Но эта девушка казалась существом нездешним, частичкой другого, давно забытого мира, где не было ни войны, ни отчаяния, ни боли потерь, ни страха бессонных ночей в ожидании шороха шин и гула каменных шагов, умноженных многократно издевательским подъездным эхом… Георгий вдруг замер, унесся из холодных каменных стен куда-то, где густо и сочно зеленела трава, небо тонуло в синей воде, клубился снежный дым цветущих вишен… Был свет, много света, слезы текли из ослепленных глаз… Сама она была светом…
Девушка тем временем прервалась, вытерла пот со лба, сделала шаг назад, как художник, оценивающий свою работу, удовлетворенно себе кивнула, обернулась и тут заметила Георгия.

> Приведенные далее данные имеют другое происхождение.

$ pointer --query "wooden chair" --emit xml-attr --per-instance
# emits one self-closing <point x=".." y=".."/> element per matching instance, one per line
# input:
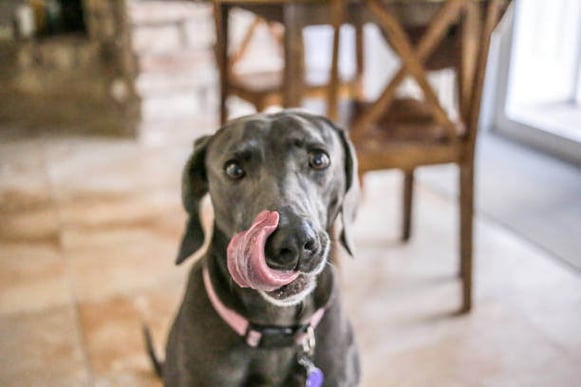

– Ой, – сказала смущенно, – вы кто? – Насупила широкие русые брови и вдруг улыбнулась, продемонстрировав пленительные ямочки на тугих щечках. Вряд ли ей было больше восемнадцати.
– Георгий. А вы?
– Я – Евдокия, – важно сказала девушка. – Вы, верно, начальник? – И указала подбородком на черный кожаный ежедневник, который Георгий всюду таскал с собой, делая пометки: работы много, всего не упомнить.
– Ну, в общем… да, – замялся он. Меньше всего ему сейчас хотелось быть начальником.
Но девушка оказалась не из робкого десятка, "высокого начальства" не испугалась.